Roll Call reported on June 3, 2009 that “SEIU President Andy Stern has met with (Rep. Joe) Sestak (D-Pa.) and (Sen. Arlen) Specter (D-Pa.) as part of his regular legislative meetings.” On May 26, 2009, Politico reported, “In North Dakota, AARP is holding a roundtable with Budget Committee Chairman (Sen.) Kent Conrad (D-N.D.) and Service Employees International Union President Andy Stern.
The news reports indicate Stern met regularly with members of Congress. Such meetings would be covered and activity reported under the Lobbying Disclosure Act.
Further, Stern’s own statements on Twitter (“tweets”) demonstrate lobbying activity, Norquist and Johnson argue in their letter to the U.S. attorney.
-- At 6:42 a.m. on June 24, Stern announced, “Lobbying with Mayor Bloomberg on health care. Leaving Senator Snowe. Mayor big proponent of keeping people healthy and the right public plan.”
-- At 10:56 a.m., on June 17, Mr. Stern tweeted, “Great discussion last 2 days with many Senators. Complicated issue but commitment to change. All understand-longer we wait worse it gets.”
-- On May 11, Stern sent off several “tweets.” At 6:11 a.m. he wrote, “At White House for meeting with president on health care.” This was followed up with a 9:56 a.m. tweet: “Leaving the White House. Serious, real discussion with great possibilities. Now work to be done by June 1 deadline. Glad we get start (sic) this.” Then, at 9:58 a.m., he wrote: “Great White House meeting with serious, real discussion on cost savings.

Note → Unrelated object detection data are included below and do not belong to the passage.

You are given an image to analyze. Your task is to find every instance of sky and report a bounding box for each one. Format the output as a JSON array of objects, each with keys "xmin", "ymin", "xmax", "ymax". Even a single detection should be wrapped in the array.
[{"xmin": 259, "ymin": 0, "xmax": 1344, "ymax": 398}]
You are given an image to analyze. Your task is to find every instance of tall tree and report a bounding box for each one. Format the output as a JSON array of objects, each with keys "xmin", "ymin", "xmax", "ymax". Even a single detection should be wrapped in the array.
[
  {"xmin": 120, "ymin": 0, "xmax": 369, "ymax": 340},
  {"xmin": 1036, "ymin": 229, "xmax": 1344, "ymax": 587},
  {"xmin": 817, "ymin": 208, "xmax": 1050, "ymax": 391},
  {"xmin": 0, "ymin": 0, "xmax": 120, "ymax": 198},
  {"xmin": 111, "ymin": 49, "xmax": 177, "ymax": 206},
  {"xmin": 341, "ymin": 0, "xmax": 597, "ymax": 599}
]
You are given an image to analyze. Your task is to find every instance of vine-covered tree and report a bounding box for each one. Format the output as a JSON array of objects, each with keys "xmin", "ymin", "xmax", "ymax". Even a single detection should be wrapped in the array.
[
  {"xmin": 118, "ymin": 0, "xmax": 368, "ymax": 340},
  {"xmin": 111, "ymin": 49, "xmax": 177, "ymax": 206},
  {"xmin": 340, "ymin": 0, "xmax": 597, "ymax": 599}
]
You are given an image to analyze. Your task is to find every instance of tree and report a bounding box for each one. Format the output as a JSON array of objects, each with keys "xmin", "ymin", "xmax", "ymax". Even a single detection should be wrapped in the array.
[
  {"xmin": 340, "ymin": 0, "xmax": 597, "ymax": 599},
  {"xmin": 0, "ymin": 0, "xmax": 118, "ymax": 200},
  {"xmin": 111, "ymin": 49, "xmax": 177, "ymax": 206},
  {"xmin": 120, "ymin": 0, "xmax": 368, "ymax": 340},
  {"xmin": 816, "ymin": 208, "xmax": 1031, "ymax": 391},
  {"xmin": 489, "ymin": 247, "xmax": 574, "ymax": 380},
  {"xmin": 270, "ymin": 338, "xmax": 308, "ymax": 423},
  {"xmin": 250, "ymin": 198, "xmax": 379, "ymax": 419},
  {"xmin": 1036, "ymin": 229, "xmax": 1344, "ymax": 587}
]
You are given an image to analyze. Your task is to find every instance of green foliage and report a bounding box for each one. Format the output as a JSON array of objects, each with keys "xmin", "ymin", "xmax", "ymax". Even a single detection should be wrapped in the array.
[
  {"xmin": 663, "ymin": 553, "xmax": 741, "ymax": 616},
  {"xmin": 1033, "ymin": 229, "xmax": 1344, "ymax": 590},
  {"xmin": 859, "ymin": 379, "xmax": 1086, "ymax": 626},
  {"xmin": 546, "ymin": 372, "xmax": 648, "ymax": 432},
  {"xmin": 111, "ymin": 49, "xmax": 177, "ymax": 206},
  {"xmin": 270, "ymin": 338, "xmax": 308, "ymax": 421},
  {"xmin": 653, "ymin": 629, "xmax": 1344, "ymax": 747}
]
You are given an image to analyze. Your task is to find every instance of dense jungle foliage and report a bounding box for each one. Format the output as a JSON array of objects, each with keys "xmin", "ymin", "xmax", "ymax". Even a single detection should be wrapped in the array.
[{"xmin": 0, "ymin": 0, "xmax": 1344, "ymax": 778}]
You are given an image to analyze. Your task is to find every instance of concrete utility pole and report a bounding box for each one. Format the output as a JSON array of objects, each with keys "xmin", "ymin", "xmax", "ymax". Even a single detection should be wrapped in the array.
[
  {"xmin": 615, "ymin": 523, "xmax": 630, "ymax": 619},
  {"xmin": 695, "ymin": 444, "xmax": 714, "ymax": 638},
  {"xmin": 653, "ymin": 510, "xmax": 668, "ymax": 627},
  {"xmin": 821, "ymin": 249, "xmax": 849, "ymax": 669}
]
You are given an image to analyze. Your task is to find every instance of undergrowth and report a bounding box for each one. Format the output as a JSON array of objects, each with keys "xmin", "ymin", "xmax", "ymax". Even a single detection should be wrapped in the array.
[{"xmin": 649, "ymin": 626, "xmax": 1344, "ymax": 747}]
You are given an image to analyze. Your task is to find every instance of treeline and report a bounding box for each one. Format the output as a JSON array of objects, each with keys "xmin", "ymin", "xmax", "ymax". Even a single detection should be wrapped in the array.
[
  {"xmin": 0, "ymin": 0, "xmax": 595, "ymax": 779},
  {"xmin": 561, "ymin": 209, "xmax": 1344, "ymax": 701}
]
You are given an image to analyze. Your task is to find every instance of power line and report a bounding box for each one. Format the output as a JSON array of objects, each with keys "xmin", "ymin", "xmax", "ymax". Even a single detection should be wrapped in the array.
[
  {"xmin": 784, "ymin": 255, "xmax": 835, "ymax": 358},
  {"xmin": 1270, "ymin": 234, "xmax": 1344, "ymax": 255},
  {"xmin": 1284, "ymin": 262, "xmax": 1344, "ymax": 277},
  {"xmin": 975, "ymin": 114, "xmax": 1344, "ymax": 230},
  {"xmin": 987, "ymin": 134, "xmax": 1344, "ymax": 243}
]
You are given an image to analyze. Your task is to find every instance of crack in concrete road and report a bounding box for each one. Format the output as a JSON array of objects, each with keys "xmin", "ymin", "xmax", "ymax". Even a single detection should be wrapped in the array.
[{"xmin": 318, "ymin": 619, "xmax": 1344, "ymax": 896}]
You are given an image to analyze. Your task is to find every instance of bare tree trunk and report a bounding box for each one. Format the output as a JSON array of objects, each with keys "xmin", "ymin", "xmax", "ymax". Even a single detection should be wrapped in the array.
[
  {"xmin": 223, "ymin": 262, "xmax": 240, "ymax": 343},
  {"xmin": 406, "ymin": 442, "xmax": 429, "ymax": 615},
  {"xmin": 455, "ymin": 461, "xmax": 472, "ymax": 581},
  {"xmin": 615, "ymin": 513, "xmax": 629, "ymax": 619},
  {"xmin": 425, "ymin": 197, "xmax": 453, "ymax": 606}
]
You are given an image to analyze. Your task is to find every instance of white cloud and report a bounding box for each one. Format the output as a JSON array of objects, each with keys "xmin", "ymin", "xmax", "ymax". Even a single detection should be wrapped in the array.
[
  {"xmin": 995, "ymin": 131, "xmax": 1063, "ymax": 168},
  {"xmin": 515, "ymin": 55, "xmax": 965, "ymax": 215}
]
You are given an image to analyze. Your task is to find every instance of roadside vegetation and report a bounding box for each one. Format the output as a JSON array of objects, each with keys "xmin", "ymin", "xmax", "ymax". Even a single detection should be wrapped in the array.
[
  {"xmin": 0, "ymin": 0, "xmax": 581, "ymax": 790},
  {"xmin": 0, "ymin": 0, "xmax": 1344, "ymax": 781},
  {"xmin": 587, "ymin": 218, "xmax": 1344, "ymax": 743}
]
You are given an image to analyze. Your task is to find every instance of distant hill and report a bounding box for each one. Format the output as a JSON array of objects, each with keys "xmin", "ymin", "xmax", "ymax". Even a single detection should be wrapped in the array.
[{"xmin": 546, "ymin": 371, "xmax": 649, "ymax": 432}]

June 1 deadline for real results. Glad we could get this started.”
-- At 3:50 a.m. on April 29, Stern wrote on Twitter that he had met with Sen. Specter and Health and Human Services Secretary Kathleen Sebelius, and tweeted: “Specter, Sebelius, Washington Capitols, and 100 great days. On a roll Now let’s fire Ken Lewis at B of A (Bank of America) today to keep a great week going.”
He tweeted at 6:07 p.m. on February 18 that he “just left the White House where a group from MoveOn to Chamber of Commerce but mostly progressives had cocktails with Prez and VP.”
In December, Norquist and Johnson asked for a probe into Burger for the same potential violation, alleging she spent more than 20 percent of her time lobbying.
“After de-listing, Burger reported spending an even larger amount of her time, 37 percent, on politics and lobbying activity,” the letter said. “Given her role as the head of the Change to Win Federation and her senior position with SEIU, Burger is almost certain to have more contacts with covered officials during the relevant reporting periods in 2008.”
Burger was appointed in February 2009 to serve on President Obama’s Economic Recovery Advisory Board. Politico reported on May 26, that “SEIU, a major player in the push for health care reform, is holding 100 events in 16 states, union Secretary-Treasurer Anna Burger said.” The story quoted Burger as saying, “While Congress might be going home, it doesn't mean they won't be hearing from us. They will be hearing from us in big ways.”